Title: Pandemic
Author: Robin Cook
Publisher: Macmillan, 2018 (First)
ISBN: 9781509892945
Pages: 386
Gene editing is an exciting new technology that is
making rapid progress in medicine. Genetic disorders have a sense of
inevitability inherent to them in the way that they do not follow a cause-and-effect
paradigm which other diseases do to a considerable extent. If you smoke
regularly, there is a very high chance to contract lung cancer and if you are
used to booze in liberal quantities, damage to the kidney is guaranteed. But
genetic diseases like various cancers do not operate like this. The recipe for
the disease is in the genome of the patient right from birth but the malignancy
gets triggered at a time when we least expect it. No amount of precaution or
healthy living can change the outcome. That is why a way to edit malfunctioning
genes became necessary. ‘Pandemic’ is the story of a thrilling adventure associated
with complications arising out of gene modification and organ transplantation.
Dr. Jack Stapleton, the leading medical examiner of
New York city and the protagonist of many of Cook’s novels encounters a unique
and dreadful disease that affects the respiratory system and kills the victim
within one or two hours. At first, he compares it to the 1918 flu pandemic
which showed a few strains of a very virulent pathogen. Jack identifies the death
to have been caused by a process called ‘cytokine storm’ in which the body’s
immune cells reacts against a relatively harmless external agent in its system.
This reaction causes secretions and inflammation in the lungs and the victim
literally drowns in his body fluids. Seeing the dead person having a recent
heart transplant, Jack wonders why she was not under a regimen of
immunosuppressant drugs which would have reduced the severity of the immune reaction.
But his consternation is aroused when a genetic examination reveals that the
DNA from the victim’s body and the transplanted heart matched exactly. The real
action begins at this point.
Cook successfully reflects the level of unease in
the US regarding cutting edge research on the frontiers of molecular biology
conducted by overseas business corporations, especially the Chinese. The
antagonist of the story is a billionaire Chinese scientist who wants to pull
out of the stifling capital movement restrictions imposed by the People's
Republic, but unwilling to play by the equally strict rules in America
regarding clinical trials of new drugs. Wei Zhao, the super-rich Chinese businessman
cuts corners whenever it suited his interests under the guise of providing
comfort to people in dire need of organ transplants rather than waiting for
painstaking licensing procedures that may take weeks or months to complete.

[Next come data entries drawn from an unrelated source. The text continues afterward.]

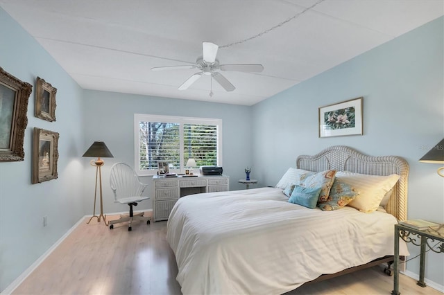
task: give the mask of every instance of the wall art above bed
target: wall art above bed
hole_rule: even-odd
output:
[[[362,98],[319,107],[319,137],[362,135]]]

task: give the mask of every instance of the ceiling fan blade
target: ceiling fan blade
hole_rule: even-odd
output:
[[[151,71],[169,71],[169,70],[180,70],[184,69],[195,69],[197,68],[196,64],[189,64],[186,66],[155,66],[151,68]]]
[[[212,42],[202,42],[203,60],[212,64],[216,60],[216,55],[219,46]]]
[[[260,73],[264,71],[264,66],[262,64],[221,64],[219,69],[221,71],[234,71],[238,72]]]
[[[187,89],[188,87],[189,87],[191,85],[191,84],[193,84],[196,81],[197,81],[197,80],[199,78],[200,78],[200,76],[202,75],[203,73],[203,72],[196,73],[195,74],[193,74],[185,82],[184,82],[182,84],[182,85],[179,86],[179,88],[178,88],[178,89],[179,89],[179,90],[185,90],[185,89]]]
[[[225,78],[223,75],[222,75],[221,73],[218,73],[218,72],[214,72],[214,73],[212,73],[212,76],[227,91],[232,91],[233,90],[234,90],[236,89],[236,87],[234,87],[234,86],[232,84],[231,84],[230,82],[230,81],[228,81],[227,80],[226,78]]]

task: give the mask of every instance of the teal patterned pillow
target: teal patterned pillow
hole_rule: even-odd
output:
[[[334,181],[335,175],[336,170],[334,170],[306,173],[300,175],[299,181],[300,186],[304,188],[321,188],[319,202],[325,202],[328,199],[330,189]]]
[[[287,186],[287,188],[284,190],[284,195],[290,197],[291,196],[291,193],[293,193],[293,190],[294,190],[294,187],[296,186],[295,184],[289,184]]]
[[[289,202],[314,209],[322,188],[303,188],[295,186]]]
[[[340,209],[355,199],[358,195],[359,193],[351,186],[336,179],[334,179],[327,201],[320,202],[318,207],[323,211]]]

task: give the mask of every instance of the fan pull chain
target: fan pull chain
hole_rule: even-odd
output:
[[[317,6],[318,4],[319,4],[320,3],[321,3],[323,1],[324,1],[324,0],[318,0],[311,6],[307,7],[307,8],[304,9],[300,12],[296,13],[293,17],[289,17],[288,19],[285,19],[284,21],[282,21],[282,22],[278,24],[277,25],[275,25],[274,26],[272,26],[271,28],[270,28],[268,29],[265,30],[263,32],[261,32],[261,33],[259,33],[258,34],[256,34],[254,36],[251,36],[251,37],[250,37],[248,38],[246,38],[246,39],[244,39],[243,40],[237,41],[236,42],[233,42],[233,43],[230,43],[229,44],[226,44],[226,45],[223,45],[223,46],[219,46],[219,48],[224,48],[224,47],[230,47],[230,46],[232,46],[233,45],[240,44],[246,42],[247,41],[253,40],[253,39],[255,39],[255,38],[257,38],[258,37],[261,37],[262,35],[266,34],[267,33],[270,33],[271,31],[272,31],[275,28],[278,28],[280,26],[282,26],[283,25],[284,25],[285,24],[288,23],[289,21],[292,21],[293,19],[296,19],[296,17],[298,17],[301,16],[302,15],[303,15],[304,13],[307,12],[307,11],[309,11],[311,8],[314,8],[316,6]]]
[[[210,97],[213,97],[213,74],[210,76]]]

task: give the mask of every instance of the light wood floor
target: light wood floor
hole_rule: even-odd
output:
[[[108,216],[108,220],[116,217]],[[124,224],[110,230],[93,220],[77,227],[13,292],[14,294],[180,294],[166,222]],[[407,294],[441,294],[400,275]],[[287,294],[390,294],[393,277],[375,267],[302,286]]]

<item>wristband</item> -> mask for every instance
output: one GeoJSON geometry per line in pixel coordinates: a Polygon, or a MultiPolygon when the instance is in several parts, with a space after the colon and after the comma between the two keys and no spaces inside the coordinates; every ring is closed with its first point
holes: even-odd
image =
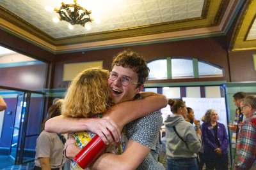
{"type": "Polygon", "coordinates": [[[105,149],[106,145],[98,135],[84,146],[74,158],[76,162],[83,169],[86,169],[105,149]]]}

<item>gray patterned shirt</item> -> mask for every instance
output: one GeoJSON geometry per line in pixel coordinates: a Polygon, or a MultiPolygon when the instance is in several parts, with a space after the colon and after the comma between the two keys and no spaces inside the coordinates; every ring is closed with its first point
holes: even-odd
{"type": "Polygon", "coordinates": [[[160,148],[159,135],[162,124],[163,117],[157,111],[125,125],[128,139],[131,138],[150,148],[148,155],[137,169],[165,169],[163,164],[157,161],[160,148]]]}

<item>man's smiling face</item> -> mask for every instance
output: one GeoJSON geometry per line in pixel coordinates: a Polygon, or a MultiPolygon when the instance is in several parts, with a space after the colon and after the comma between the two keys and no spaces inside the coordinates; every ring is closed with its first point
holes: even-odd
{"type": "Polygon", "coordinates": [[[137,84],[130,83],[127,86],[124,86],[121,83],[121,78],[126,76],[129,78],[132,82],[137,83],[138,74],[131,68],[117,66],[113,67],[112,71],[118,75],[117,79],[115,81],[108,79],[108,83],[113,92],[114,102],[116,104],[134,100],[135,95],[141,91],[143,85],[137,87],[137,84]]]}

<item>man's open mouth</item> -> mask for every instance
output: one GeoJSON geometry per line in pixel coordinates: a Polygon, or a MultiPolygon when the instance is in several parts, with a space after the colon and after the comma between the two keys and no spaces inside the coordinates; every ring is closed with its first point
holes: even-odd
{"type": "Polygon", "coordinates": [[[117,90],[114,90],[112,89],[112,91],[115,94],[121,94],[122,92],[121,91],[117,90]]]}

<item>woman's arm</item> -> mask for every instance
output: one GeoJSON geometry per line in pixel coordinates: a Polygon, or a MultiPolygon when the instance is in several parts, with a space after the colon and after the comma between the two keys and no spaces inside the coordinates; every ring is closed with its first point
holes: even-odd
{"type": "Polygon", "coordinates": [[[39,158],[39,162],[42,170],[51,170],[50,158],[39,158]]]}
{"type": "Polygon", "coordinates": [[[6,109],[7,104],[4,102],[4,99],[0,96],[0,111],[3,111],[6,109]]]}
{"type": "Polygon", "coordinates": [[[122,131],[123,127],[129,122],[145,117],[168,104],[167,98],[164,95],[154,92],[140,94],[143,99],[117,104],[106,113],[104,117],[110,117],[122,131]]]}
{"type": "Polygon", "coordinates": [[[89,131],[99,135],[108,145],[119,141],[120,132],[115,122],[109,117],[102,118],[72,118],[64,115],[50,118],[45,122],[45,130],[48,132],[70,133],[89,131]]]}

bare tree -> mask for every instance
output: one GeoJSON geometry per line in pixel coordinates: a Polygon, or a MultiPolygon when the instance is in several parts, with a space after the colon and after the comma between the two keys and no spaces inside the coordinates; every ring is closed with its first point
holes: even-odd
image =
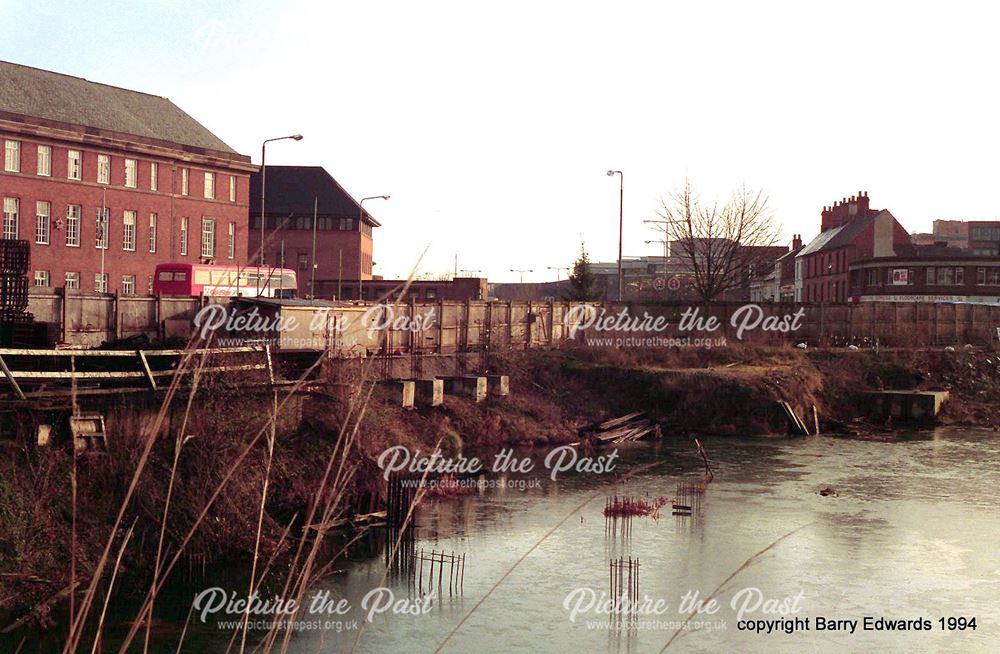
{"type": "Polygon", "coordinates": [[[691,286],[705,301],[745,287],[773,266],[780,227],[763,191],[742,187],[725,204],[702,203],[685,180],[662,201],[655,222],[670,242],[671,257],[688,268],[691,286]]]}

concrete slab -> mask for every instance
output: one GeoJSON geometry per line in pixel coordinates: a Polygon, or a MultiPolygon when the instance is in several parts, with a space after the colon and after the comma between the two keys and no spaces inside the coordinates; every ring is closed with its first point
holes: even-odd
{"type": "Polygon", "coordinates": [[[487,375],[486,386],[490,397],[507,397],[510,395],[510,377],[507,375],[487,375]]]}
{"type": "Polygon", "coordinates": [[[933,420],[948,399],[948,391],[870,391],[868,415],[880,420],[933,420]]]}
{"type": "Polygon", "coordinates": [[[441,406],[444,403],[443,379],[414,379],[416,402],[420,406],[441,406]]]}
{"type": "Polygon", "coordinates": [[[444,392],[447,395],[467,397],[474,402],[486,399],[486,377],[467,375],[464,377],[445,377],[444,392]]]}

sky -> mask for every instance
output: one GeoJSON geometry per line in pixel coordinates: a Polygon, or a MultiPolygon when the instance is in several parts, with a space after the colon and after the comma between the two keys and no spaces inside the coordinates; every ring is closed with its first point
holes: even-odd
{"type": "Polygon", "coordinates": [[[690,179],[746,185],[783,237],[867,191],[910,231],[996,219],[989,4],[13,2],[0,58],[170,98],[237,151],[326,168],[375,273],[548,281],[662,252],[643,220],[690,179]],[[423,258],[421,259],[421,255],[423,258]]]}

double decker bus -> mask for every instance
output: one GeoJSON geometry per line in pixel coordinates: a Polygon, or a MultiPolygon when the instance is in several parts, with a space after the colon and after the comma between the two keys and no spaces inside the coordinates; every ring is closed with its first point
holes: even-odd
{"type": "Polygon", "coordinates": [[[153,293],[221,297],[294,297],[298,280],[288,268],[161,263],[153,293]]]}

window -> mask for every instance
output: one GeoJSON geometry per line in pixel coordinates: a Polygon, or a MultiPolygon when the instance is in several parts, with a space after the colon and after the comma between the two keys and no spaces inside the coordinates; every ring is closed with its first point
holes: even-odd
{"type": "Polygon", "coordinates": [[[52,146],[38,146],[38,174],[43,177],[52,175],[52,146]]]}
{"type": "Polygon", "coordinates": [[[111,155],[97,155],[97,183],[111,183],[111,155]]]}
{"type": "Polygon", "coordinates": [[[125,186],[135,188],[138,178],[139,162],[135,159],[125,160],[125,186]]]}
{"type": "MultiPolygon", "coordinates": [[[[66,245],[80,247],[80,205],[71,204],[66,207],[66,245]]],[[[79,280],[77,280],[79,283],[79,280]]],[[[75,288],[79,288],[76,286],[75,288]]]]}
{"type": "Polygon", "coordinates": [[[4,148],[3,169],[8,173],[21,172],[21,142],[7,141],[4,148]]]}
{"type": "Polygon", "coordinates": [[[70,150],[66,153],[66,179],[80,179],[80,170],[83,154],[79,150],[70,150]]]}
{"type": "Polygon", "coordinates": [[[215,257],[215,219],[201,219],[201,256],[215,257]]]}
{"type": "Polygon", "coordinates": [[[123,220],[122,249],[128,252],[135,252],[135,212],[126,211],[123,220]]]}
{"type": "Polygon", "coordinates": [[[35,203],[35,243],[38,245],[49,244],[49,217],[51,215],[51,204],[41,201],[35,203]]]}
{"type": "Polygon", "coordinates": [[[17,214],[18,214],[18,204],[20,200],[17,198],[4,198],[3,199],[3,237],[4,238],[17,238],[17,214]]]}
{"type": "Polygon", "coordinates": [[[96,247],[98,249],[108,249],[108,226],[111,223],[111,210],[107,207],[97,207],[97,228],[94,234],[97,236],[96,247]]]}

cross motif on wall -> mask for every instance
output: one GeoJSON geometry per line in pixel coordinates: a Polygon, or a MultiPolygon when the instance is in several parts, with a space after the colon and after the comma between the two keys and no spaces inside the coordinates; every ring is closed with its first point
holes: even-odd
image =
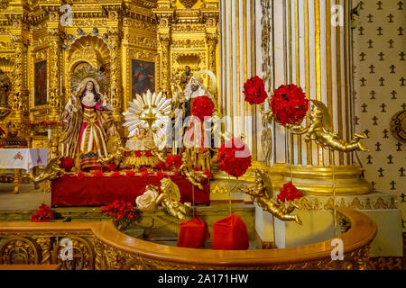
{"type": "Polygon", "coordinates": [[[378,31],[378,36],[382,36],[382,35],[383,35],[383,33],[382,33],[382,31],[383,30],[381,26],[379,26],[378,27],[378,29],[376,29],[377,31],[378,31]]]}
{"type": "Polygon", "coordinates": [[[379,60],[380,60],[380,61],[383,61],[383,56],[385,56],[385,54],[384,54],[383,52],[380,52],[380,53],[378,54],[378,56],[379,56],[379,60]]]}
{"type": "Polygon", "coordinates": [[[381,143],[379,143],[379,142],[376,142],[376,144],[375,144],[375,146],[376,146],[376,149],[375,149],[375,151],[381,151],[381,143]]]}
{"type": "Polygon", "coordinates": [[[367,111],[366,111],[366,107],[368,107],[368,105],[367,104],[362,104],[361,105],[361,107],[363,107],[363,112],[366,112],[367,111]]]}
{"type": "Polygon", "coordinates": [[[392,161],[393,160],[393,156],[389,155],[386,158],[389,160],[388,164],[393,164],[393,162],[392,161]]]}
{"type": "Polygon", "coordinates": [[[401,61],[404,61],[404,56],[405,56],[406,54],[404,54],[404,52],[403,51],[401,51],[401,53],[399,53],[399,56],[401,57],[401,61]]]}
{"type": "Polygon", "coordinates": [[[378,5],[378,10],[382,10],[382,4],[383,4],[383,3],[382,3],[381,1],[378,1],[378,2],[376,3],[376,4],[378,5]]]}
{"type": "Polygon", "coordinates": [[[388,43],[389,43],[389,47],[388,48],[393,48],[393,43],[394,43],[394,40],[392,40],[392,39],[388,41],[388,43]]]}
{"type": "Polygon", "coordinates": [[[404,177],[404,168],[401,167],[399,170],[399,172],[401,172],[401,174],[399,175],[400,177],[404,177]]]}
{"type": "Polygon", "coordinates": [[[392,92],[391,92],[391,94],[392,94],[392,98],[391,99],[396,99],[397,92],[393,90],[392,92]]]}
{"type": "Polygon", "coordinates": [[[374,41],[373,41],[371,39],[367,41],[367,43],[368,43],[368,49],[374,48],[374,47],[372,46],[372,44],[374,43],[374,41]]]}
{"type": "Polygon", "coordinates": [[[381,82],[380,84],[379,84],[379,86],[385,86],[385,79],[383,79],[383,76],[381,76],[380,78],[379,78],[379,80],[378,80],[379,82],[381,82]]]}
{"type": "Polygon", "coordinates": [[[368,159],[368,162],[366,162],[366,164],[373,164],[372,161],[371,161],[373,157],[371,155],[368,155],[368,157],[366,158],[368,159]]]}
{"type": "Polygon", "coordinates": [[[380,168],[378,169],[378,172],[379,172],[379,177],[383,177],[383,171],[385,171],[385,170],[383,170],[382,167],[380,167],[380,168]]]}
{"type": "Polygon", "coordinates": [[[394,70],[395,68],[396,68],[396,66],[394,66],[394,65],[392,64],[392,65],[391,65],[389,68],[391,68],[391,74],[396,73],[395,70],[394,70]]]}
{"type": "Polygon", "coordinates": [[[393,15],[392,14],[389,14],[388,16],[387,16],[388,18],[389,18],[389,23],[392,23],[393,22],[393,21],[392,21],[392,18],[393,18],[393,15]]]}
{"type": "Polygon", "coordinates": [[[396,190],[396,187],[395,187],[396,182],[392,180],[390,184],[391,184],[391,190],[396,190]]]}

Predictably, Dr. Stapleton crosses his path through sheer intelligence which
leads to serious consequences. The author also introduces a new generation of
Chinese millennials who exhibit a very high level of nationalism born out of
the tremendous economic progress made by the country and who are animated by a
strong desire to be a part of the Chinese success story in the coming decades.
Wei Zhao’s efforts are thwarted by these rebels who enjoy the connivance of the
Chinese regime.
Of course, in a thriller everything is solved in
the end and the hero revels in the disclosure he had made in the face of grave
personal risk. However, his final escape and the nuanced outcome of the story
present a bit of an anti-climax. Cook fails to maintain the tight tempo he had
built up in the first three quarters of the book to the quick and much too easy
denouement that faces the readers in the final quarter. Anyway, the technologies
handled in the book such as CRISPR/CAS9 gene editing techniques and growth of
customised human organs in other animals such as pigs provide an interesting
new field of operations for molecular biologists.